夜明けの街で(東野圭吾)

<渡部の気持ち>
いやこれは
いくら何でもダメでしょう
ダメなことは分かってる
そんな 事は分かってる
一度だけならいんじゃない?
でも一回だけ 難しい
一度味わってしまうと
抜け出すことは難しい
ああどうしよう ずるずると
何がどうして抜けられない


気が付くと
君に中毒 抜けられない
もう君なしで 生きられない
失うものは大きいよ
全ては自分のわがままで
でもどうしても抜けられない
たった一度だけならば
笑って済むことあるだろう
でも駄目なんだ 両方を
取ることなんてできやしない

どうしてだ?
こんなに覚悟を決めたのに
 君と生きると決めたのに
君はあっさり抜けるのか?
すごく残念 気が抜けて
緊張の糸切れたみたい
それでも君の長年の
モヤモヤがもう晴れたなら
言い残すこと 何も無い
殺人犯は君じゃない

じゃあ僕は
君の前から消えるけど
どうぞこの先羽ばたいて
のびのび生きて行くんだよ
僕は自分が傷つけた
家族のことを考えよう
これからどんな顔をして
どういう態度を取ればいい?
アバンチュールはほどほどに
快楽の裏 リスクあり

<感想文>
ああ、浮気とはこういうものなのか、と思った。そしてよっぽどの決意がない限り、一度きりの浮気は、不倫に発展していく。
そりゃあそれぞれ、不倫の経緯や形はあるだろうけれど、それで苦しむ人は必ずいるものだ。それでも抜け出せなくなってしまうものなのか。私には経験がないけれど、その時には不倫をせざるを得ない心境が分かるかも知れない。でも、分りたくはない。
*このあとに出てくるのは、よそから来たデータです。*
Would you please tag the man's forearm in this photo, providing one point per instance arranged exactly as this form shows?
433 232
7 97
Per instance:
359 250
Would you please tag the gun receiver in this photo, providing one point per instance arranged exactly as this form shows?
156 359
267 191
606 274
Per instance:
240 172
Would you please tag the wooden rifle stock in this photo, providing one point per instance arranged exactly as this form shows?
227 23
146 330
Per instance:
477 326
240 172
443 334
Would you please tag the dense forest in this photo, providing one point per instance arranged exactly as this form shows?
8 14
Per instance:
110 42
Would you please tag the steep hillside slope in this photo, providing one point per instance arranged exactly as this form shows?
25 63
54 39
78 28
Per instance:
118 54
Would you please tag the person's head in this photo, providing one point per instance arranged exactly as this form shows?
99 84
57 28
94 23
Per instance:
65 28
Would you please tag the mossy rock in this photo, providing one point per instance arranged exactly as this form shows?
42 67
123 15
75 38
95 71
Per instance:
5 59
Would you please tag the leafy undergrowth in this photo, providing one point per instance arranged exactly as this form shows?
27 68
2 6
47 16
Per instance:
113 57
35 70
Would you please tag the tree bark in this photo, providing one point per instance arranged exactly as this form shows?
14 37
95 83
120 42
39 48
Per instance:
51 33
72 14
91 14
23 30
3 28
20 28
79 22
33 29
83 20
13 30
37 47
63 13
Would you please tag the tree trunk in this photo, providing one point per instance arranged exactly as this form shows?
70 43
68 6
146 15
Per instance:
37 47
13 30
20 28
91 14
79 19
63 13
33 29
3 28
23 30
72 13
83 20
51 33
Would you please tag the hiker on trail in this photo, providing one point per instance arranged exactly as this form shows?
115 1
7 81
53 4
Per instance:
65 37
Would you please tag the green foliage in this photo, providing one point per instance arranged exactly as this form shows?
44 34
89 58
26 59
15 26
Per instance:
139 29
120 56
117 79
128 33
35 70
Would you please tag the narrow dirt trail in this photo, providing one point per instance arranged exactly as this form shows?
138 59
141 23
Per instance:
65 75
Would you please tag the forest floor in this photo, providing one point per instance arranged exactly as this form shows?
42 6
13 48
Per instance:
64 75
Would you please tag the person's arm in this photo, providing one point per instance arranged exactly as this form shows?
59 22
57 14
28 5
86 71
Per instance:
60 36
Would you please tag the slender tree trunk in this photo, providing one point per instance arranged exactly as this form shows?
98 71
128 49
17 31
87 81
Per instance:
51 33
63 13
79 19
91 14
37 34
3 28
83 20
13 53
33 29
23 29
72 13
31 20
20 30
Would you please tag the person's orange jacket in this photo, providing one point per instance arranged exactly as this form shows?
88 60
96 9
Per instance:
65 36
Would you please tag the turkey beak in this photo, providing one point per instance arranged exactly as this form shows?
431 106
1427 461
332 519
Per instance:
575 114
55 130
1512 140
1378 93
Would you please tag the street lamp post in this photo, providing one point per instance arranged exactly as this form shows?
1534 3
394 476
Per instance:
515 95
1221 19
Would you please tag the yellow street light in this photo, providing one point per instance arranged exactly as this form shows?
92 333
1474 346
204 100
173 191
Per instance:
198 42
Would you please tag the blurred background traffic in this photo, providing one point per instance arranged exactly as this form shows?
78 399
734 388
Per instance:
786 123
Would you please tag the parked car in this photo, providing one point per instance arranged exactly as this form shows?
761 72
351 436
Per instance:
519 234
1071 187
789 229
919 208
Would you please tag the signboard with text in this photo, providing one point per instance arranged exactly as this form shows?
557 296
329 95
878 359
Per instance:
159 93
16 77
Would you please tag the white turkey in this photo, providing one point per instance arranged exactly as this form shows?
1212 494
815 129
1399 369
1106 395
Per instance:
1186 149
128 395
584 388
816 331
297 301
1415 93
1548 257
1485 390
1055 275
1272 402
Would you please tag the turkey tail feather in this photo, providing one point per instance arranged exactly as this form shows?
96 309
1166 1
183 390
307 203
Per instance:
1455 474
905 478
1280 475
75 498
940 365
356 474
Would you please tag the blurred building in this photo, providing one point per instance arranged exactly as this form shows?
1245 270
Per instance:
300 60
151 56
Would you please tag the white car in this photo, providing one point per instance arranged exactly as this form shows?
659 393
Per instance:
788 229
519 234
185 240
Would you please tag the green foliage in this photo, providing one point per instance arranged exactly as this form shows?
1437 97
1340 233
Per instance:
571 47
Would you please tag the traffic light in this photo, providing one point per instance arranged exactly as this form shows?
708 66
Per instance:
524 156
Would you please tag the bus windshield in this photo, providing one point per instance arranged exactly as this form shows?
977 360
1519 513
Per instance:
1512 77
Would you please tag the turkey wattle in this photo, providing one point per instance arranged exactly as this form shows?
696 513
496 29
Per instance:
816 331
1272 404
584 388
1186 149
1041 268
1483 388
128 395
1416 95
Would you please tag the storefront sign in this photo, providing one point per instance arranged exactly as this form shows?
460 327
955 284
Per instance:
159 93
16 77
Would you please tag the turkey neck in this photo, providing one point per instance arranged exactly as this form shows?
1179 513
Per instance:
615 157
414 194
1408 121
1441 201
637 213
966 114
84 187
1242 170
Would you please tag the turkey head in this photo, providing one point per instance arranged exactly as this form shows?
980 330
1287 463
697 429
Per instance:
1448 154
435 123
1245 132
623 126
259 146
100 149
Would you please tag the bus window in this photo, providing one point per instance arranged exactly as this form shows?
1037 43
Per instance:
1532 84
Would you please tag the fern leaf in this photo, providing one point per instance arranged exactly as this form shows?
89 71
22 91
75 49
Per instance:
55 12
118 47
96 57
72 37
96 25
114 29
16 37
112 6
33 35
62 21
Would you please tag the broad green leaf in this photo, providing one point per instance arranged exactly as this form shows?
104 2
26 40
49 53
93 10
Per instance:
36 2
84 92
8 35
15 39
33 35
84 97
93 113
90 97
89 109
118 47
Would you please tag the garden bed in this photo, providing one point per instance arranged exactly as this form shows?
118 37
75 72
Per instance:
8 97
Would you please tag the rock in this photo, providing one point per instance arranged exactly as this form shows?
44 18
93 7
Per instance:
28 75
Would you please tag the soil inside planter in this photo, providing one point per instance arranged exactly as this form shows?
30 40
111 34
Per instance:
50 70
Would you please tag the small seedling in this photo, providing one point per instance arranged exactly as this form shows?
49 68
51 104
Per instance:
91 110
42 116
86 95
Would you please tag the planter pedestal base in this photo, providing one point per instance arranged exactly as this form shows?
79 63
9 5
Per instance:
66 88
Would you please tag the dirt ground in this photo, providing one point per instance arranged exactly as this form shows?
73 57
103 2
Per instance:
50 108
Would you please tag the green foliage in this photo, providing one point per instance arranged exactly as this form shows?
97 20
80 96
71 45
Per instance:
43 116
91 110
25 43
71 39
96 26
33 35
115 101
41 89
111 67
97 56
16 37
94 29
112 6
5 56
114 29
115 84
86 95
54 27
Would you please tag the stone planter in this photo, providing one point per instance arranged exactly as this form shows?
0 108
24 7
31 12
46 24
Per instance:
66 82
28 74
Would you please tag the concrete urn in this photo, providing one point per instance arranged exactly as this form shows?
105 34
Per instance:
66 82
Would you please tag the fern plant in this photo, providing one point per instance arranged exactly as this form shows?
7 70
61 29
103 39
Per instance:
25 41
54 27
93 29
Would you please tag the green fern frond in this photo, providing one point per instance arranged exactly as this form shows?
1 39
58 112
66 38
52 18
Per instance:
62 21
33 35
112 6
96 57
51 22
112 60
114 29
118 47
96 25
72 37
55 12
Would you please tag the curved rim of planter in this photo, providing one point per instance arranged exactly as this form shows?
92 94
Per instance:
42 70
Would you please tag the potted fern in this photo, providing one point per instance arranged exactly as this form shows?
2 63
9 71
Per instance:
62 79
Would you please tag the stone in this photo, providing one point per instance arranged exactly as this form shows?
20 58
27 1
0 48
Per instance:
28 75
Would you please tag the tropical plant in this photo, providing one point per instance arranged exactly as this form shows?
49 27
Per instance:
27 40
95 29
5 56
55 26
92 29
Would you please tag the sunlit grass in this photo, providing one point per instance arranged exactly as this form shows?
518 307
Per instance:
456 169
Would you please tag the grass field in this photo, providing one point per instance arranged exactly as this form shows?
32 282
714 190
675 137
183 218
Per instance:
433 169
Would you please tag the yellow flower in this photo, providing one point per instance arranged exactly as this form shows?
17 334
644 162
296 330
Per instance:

秋葉は、20代で親の離婚、家で父親の秘書の死体に遭遇する。その殺人犯だとずっと疑われながら、疑われたままでその殺人事件が時効を迎える。それを機に明かされた事実を読み、
「えええ~!非現実的~!」
と思ってしまったのは私だけだろうか。

いずれにしても、面白かった。毎度のことながら、東野圭吾の本はあっと言う間に読んでしまう。それぞれの心情の描写が素晴らしいと思う。
作家になる人って、こういう表現をして、物語を次々に作って、すごいなあと思う。